Il mio amico Roberto, il più tecnico, costruiva case altissime, quadrate ma dotate di ascensore, scale antincendio e altre diavolerie tecnologiche; io case “rivoluzionarie” con forme non sempre ortodosse ma rispettando pedissequamente i colori (solo bianco o solo rosso, mai mischiati); altri ragazzini costruivano case semplici o elaborate a seconda delle loro capacità e della loro fantasia.
Oggi Roberto è un ingegnere affermato, io un artista poliedrico prestato alla formazione, gli altri…chissà.
Tutto questo per evidenziare che la costruzione, con i mattoncini, con il cartone, il legno, elettrica o meccanica, aiuti notevolmente il team a sviluppare la creatività e la scoperta del “non conosciuto”, a risolvere i problemi che di volta in volta si pongono, a rispettare tempi, forme e risultati.
Nei format da noi proposti ci adoperiamo affinché il team si organizzi, si confronti e, soprattutto, si esprima creativamente nella realizzazione del manufatto.
Nella costruzione ci sono tutte le componenti funzionali di una azienda.

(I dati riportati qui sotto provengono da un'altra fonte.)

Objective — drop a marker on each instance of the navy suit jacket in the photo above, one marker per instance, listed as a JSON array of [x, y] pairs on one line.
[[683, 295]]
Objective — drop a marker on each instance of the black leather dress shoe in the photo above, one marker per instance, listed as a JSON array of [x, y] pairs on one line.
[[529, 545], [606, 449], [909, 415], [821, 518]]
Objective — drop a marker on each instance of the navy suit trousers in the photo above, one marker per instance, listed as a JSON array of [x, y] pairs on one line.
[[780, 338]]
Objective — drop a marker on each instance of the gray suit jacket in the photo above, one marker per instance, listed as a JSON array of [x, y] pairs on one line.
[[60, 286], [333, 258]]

Il team deve progettare e realizzare un qualcosa che funzioni. Deve affrontare gli inconvenienti e le problematiche che la costruzione comporta. Si deve organizzare. Deve comunicare al suo interno efficacemente. Deve saper valutare le idee e le variazioni proposte da ogni partecipante. In alcuni casi, le squadre hanno un budget che possono o devono spendere per comperare i materiali occorrenti alla creazione dell’opera. Non trascurabile la parte di negoziazione: i team possono scambiarsi oggetti, utensili, materiali tra loro. In poche ore si riesce a ricreare efficacemente la dinamica presente in azienda.
I format sono molteplici.
Partiamo dalla costruzione di auto, carri armati, aerei, barche di cartone, ponti o torri con la pasta, architetture d’interni con i mattoncini, costruzioni sociali come piccole pale eoliche o razzi che utilizzano, per funzionare i pannelli solari. Anche la costruzione con frutta, stoffa, materiale di riciclo viene efficacemente proposta. Ultimo nato (della famiglia cibo e vini) è l’Happy Hour, miscelare un cocktail completamente nuovo, dargli un nome e inventare una sua storia creando un breve spot pubblicitario realizzato da tutto il team.

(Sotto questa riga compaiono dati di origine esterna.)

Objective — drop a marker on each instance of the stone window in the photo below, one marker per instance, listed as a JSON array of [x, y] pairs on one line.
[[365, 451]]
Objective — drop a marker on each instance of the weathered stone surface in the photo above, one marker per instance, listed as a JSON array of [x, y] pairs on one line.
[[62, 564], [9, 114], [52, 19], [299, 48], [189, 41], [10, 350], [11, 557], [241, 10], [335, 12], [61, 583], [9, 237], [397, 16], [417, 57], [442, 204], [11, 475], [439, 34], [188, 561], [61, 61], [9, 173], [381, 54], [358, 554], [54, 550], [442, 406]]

Tutti i format prevedono una dose di competitività tra le squadre (gare, regate, torri più alte ecc.) anche se nella costruzione del ponte mi piace far “collegare” tra loro tutti i manufatti costruiti da ogni team a simboleggiare un lavoro di tutti e di tutta l’azienda. Altro vantaggio del “building” è che non comporta un “mettersi in gioco” in prima persona come succede in altri format (teatro, cinema, spy story, rugby ecc.). Voglio dire che il team si esprime attraverso l’oggetto che va a realizzare. Quindi anche i più “timidi” hanno la possibilità di comunicare e mostrare le proprie capacità non dovendo, successivamente, sostenere “un esame” pubblico. Nel carton boat, per esempio, non tutta la squadra sale sull’imbarcazione per la regata finale. Ma tutto il gruppo deve partecipare attivamente nella progettazione e costruzione della barca. E’ come un team di formula uno. Dal pilota all’ultimo tecnico tutti sono funzionali alla gara. Nei format “building” tendo ad eliminare i ruoli aziendali. A portare tutti i partecipanti sullo stesso piano. Ad offrire, ad ognuno, la possibilità di esprimersi liberamente.